Clicking on a router will show the path needed to match that service, for example, with Grafana:
This tells me that "every request on 443, where the host is grafana.sumiu.link
should be handled by sumiu-grafana
service."
I'm talking a lot about Grafana here, but I haven't yet shown the settings for it, so here it is:
grafana:
image: grafana/grafana-enterprise
host: web
env:
clear:
GF_SERVER_ROOT_URL: https://grafana.sumiu.link
GF_INSTALL_PLUGINS: grafana-clock-panel,grafana-simple-json-datasource
labels:
traefik.enable: true
traefik.http.routers.grafana.rule: Host(`grafana.sumiu.link`)

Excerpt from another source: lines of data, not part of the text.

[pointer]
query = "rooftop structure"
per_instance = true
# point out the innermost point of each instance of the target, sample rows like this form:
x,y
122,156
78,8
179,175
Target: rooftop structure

traefik.http.routers.grafana.service: sumiu-grafana@docker
traefik.http.routers.grafana.middlewares: redirect-to-https
traefik.http.routers.grafana.tls: true
traefik.http.middlewares.redirect-to-https.redirectscheme.scheme: https
directories:
- data/grafana:/var/lib/grafana
options:
user: 1000:1000
At this point, you will notice one thing: nowhere have I exposed any port. However, if you click on the service on the dashboard, you will notice that the port IS there:
Traefik has privileged access to Docker so it can see which ports are open. Since we are only opening one port (well, not we, but Grafana exposes it), it will redirect traffic to this port.
Gotchas
If your service will expose a dashboard or anything like that, you are going to have to deploy it on the web
role. Traefik is not accessible on accessory
so the rule is "if Traefik needs to see it and route it, it goes on the web
".
Grafana needs Prometheus. Since we don't expose Prometheus anywhere (I mean, there's no dashboard to expose anyway), it can go on accessory
, but the port needs to be exposed so it can be accessed by Grafana:
prometheus:
image: prom/prometheus:latest
host: accessories
port: 9090
directories:
- data/prometheus:/prometheus
files:
- infrastructure/prometheus/config.yml:/etc/prometheus/prometheus.yml
options:
user: 1000:1000
cmd: --config.file=/etc/prometheus/prometheus.yml --storage.tsdb.path=/prometheus --storage.tsdb.retention.time=30d
I will follow up on how to own your infrastructure, including observability but first I need to explain these small details otherwise it would be a looong blog post.
I hope it helps, and let me know if there are other things I might have missed.